3. That we eat from where we live, and do not exploit others or incur large transport costs".
He also goes on to say;
"We should always do our energy budgets. Whatever we eat, if we do not grow any of our own food and over use a flush toilet (sending our wastes out to sea) we have lost the essential soil and nutrients needed for a sustainable life cycle"
With which I couldn't agree more. In fact Bill's above description of sustainable vegetarianism (which here I take to mean true vegetarianism- or veganism) is virtually indistinguishable from the philosophies of the Movement For Compassionate Living and their vision, eloquently expressed in Kathleen Jannaway's 'Abundant Living In The Coming Age Of The Tree', of a UK broken up into sustainable self reliant communities, mainly meeting their needs from tree crops and garden scale vegan-organic food production.
The essence of permaculture is its attention to energy flows and cycles as well as personal accountability - it's as easy to lead an unsustainable, unaccountable vegan lifestyle based on imported, fossil fuel hungry, monoculturally grown, over packaged and over processed soya convenience foods, as it is to live as an unsustainable and unaccountable omnivore supported by the intensive factory pharm and the supermarket freezer counter. What's important is that we all develop an awareness of our own 'energy budgets' or the 'ecological footprints' of how we are living, and begin to work in our own ways to steadily reduce these.

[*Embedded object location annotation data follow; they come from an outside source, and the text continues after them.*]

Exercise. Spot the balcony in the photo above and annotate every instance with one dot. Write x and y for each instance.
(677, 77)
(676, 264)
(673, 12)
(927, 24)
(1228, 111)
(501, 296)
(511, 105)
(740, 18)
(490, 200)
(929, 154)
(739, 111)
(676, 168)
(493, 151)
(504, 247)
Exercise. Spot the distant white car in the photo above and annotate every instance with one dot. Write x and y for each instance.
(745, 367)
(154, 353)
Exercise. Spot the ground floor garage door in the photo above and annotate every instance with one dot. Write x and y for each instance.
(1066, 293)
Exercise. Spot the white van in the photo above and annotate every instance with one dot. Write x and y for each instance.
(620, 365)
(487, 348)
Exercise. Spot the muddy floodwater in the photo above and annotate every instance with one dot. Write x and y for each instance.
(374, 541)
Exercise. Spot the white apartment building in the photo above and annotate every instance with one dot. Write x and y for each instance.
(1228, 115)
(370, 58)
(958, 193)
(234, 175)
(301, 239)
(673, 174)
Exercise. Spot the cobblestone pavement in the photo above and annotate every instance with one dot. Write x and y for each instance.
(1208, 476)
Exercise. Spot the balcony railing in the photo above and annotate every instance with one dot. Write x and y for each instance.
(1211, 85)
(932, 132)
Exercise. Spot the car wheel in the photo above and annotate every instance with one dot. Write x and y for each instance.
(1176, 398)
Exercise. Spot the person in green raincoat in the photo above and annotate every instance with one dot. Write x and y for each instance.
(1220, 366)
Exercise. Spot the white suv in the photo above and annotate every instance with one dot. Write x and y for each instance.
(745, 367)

Whatever we might think about veganism, I would suggest that if we are to create a sustainable future, we will all need to at least lessen our dependence on both animal products and the inputs they entail (at present some 85% of agricultural land use) and intensive monocultural farming in general, and start thinking about major re-afforestation programs and a movement towards a far greater percentage of our needs being met from home, market and forest gardens as well as the edible high protein and carbohydrate and other useful yields of trees.

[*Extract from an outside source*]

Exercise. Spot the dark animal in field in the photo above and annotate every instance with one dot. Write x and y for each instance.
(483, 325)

On page 183 of the Designer's Manual, Bill quotes Colin Tudge who, in New Scientist 86, reckons ('highly conservatively') that 60% of the British Isles could be given back to nature. This is without "letting go of the misconception that it is agriculture (not individual and market gardens) that will provide the future food we eat (a common fallacy). John Jeavons estimates (on the basis of GARDENS) that we could return 94% of land to its own purposes".
Either way, that's alot of space left for trees and wildlife, and not a bad goal to aim for - nor is it unachievable when we creatively harness our human ingenuity and skills, and build upon our common strengths.